Files
wassname f55c18ac6e wip
2026-04-04 23:57:11 +08:00

2.9 KiB

Research Program

Project: {FILL_IN: one sentence}

Metric: {FILL_IN: metric name} ({lower/higher} is better). Target: 5-40 min per run.

Hypothesis space: {FILL_IN: what class of approaches}

See 0_docs/problem.md for full problem context and baseline numbers.


File Taxonomy

Type Files Rule
FROZEN program.md, eval.py, meta_journal.md Never edit without META_MODE=1
GLOBAL RESEARCH_JOURNAL.md, results.tsv Commit from main only; worktrees append to root copy
APPEND-ONLY RESEARCH_JOURNAL.md, human_journal.md, meta_journal.md New entries at top, never edit old entries
REGULAR everything else Modify freely in your worktree

Agent Algorithm

# MUST read before starting:
read RESEARCH_JOURNAL.md        # what has been tried, what worked/failed
read "Lessons Learned" below    # gotchas -- don't repeat past failures

n_ideas = count(1_ideas/*.md) - 1  # minus _TEMPLATE.md

if n_ideas < 30:
    # IDEATE
    # MUST read: 0_docs/ideation_guide.md  (epistemics, paper fetching, brainstorm discipline)
    read 0_docs/problem.md
    search 1+ papers (semantic-search, exa-search, bibtex MCP)
    save full paper text to 0_docs/papers/{slug}.md   # full text, not summaries
    for each idea:
        write 1_ideas/{YYYY-MM-DD}_{slug}.md   # use _TEMPLATE.md
        subagent critique: "Is this sound? Failure modes?
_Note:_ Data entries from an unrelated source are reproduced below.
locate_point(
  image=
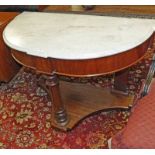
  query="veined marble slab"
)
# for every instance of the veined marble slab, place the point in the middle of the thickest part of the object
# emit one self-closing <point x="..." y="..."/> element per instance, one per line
<point x="75" y="36"/>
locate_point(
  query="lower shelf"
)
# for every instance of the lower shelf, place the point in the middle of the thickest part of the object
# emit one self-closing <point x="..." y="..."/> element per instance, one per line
<point x="81" y="100"/>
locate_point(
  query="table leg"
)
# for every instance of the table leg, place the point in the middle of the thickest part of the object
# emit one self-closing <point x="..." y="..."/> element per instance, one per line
<point x="59" y="112"/>
<point x="120" y="82"/>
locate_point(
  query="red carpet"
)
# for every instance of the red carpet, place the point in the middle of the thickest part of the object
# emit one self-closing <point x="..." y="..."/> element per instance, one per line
<point x="25" y="114"/>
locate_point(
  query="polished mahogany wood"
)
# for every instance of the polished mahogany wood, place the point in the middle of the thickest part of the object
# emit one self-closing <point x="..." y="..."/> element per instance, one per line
<point x="87" y="67"/>
<point x="81" y="100"/>
<point x="8" y="66"/>
<point x="73" y="102"/>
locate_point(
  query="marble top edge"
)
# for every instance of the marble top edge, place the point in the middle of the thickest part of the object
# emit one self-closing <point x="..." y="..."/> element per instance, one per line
<point x="37" y="51"/>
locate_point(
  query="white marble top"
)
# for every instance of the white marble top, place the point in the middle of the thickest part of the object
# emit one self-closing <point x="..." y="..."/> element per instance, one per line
<point x="74" y="36"/>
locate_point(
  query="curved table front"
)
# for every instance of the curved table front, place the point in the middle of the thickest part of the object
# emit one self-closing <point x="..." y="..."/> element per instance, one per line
<point x="77" y="45"/>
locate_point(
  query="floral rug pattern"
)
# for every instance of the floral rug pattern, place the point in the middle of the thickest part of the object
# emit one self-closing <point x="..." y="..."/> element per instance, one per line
<point x="25" y="114"/>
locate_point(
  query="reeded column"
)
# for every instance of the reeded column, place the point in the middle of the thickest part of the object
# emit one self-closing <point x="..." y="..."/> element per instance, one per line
<point x="59" y="112"/>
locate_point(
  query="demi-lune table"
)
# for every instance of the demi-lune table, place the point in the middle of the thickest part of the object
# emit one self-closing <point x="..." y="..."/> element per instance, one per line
<point x="78" y="45"/>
Testable?"
        append subagent feedback to idea file
    append paper insights + ideas to RESEARCH_JOURNAL.md

else:
    # IMPLEMENT
    # MUST read: 0_docs/conventions.md  (coding style)
    pick best idea (subagent rating + novelty + expected impact)
    just worktree {slug}           # creates 5_worktrees/{slug} on branch exp/{slug}
    implement in worktree (edit train.py; do NOT touch eval.py, program.md)

    # TEST
    subagent code review vs idea doc
    just smoke
    just eval                      # appends row to results.tsv

    # REPORT
    write 9_reports/{YYYY-MM-DD}_{slug}.md   # use _TEMPLATE.md
    append to RESEARCH_JOURNAL.md: what tried, delta metric, observation vs inference

    # SUBMIT
    git commit -m "exp({slug}): {one line}"
    git push origin exp/{slug}
    if beats best in results.tsv: open PR for human

# GPU QUEUE (pueue -- one GPU, no collision)
just queue "Q: does X help? H: expect +delta" eval {args}
pueue status          # shows hypothesis label for each queued/running job

Lessons Learned and Gotchas

Format: YYYY-MM-DD | title | lesson (one line)


Meta-Mode

Human writes META_MODE=1 in human_journal.md to unlock editing FROZEN files and committing to main. Use for: revising this program.md, updating eval.py, exit-interview style process reflection in meta_journal.md.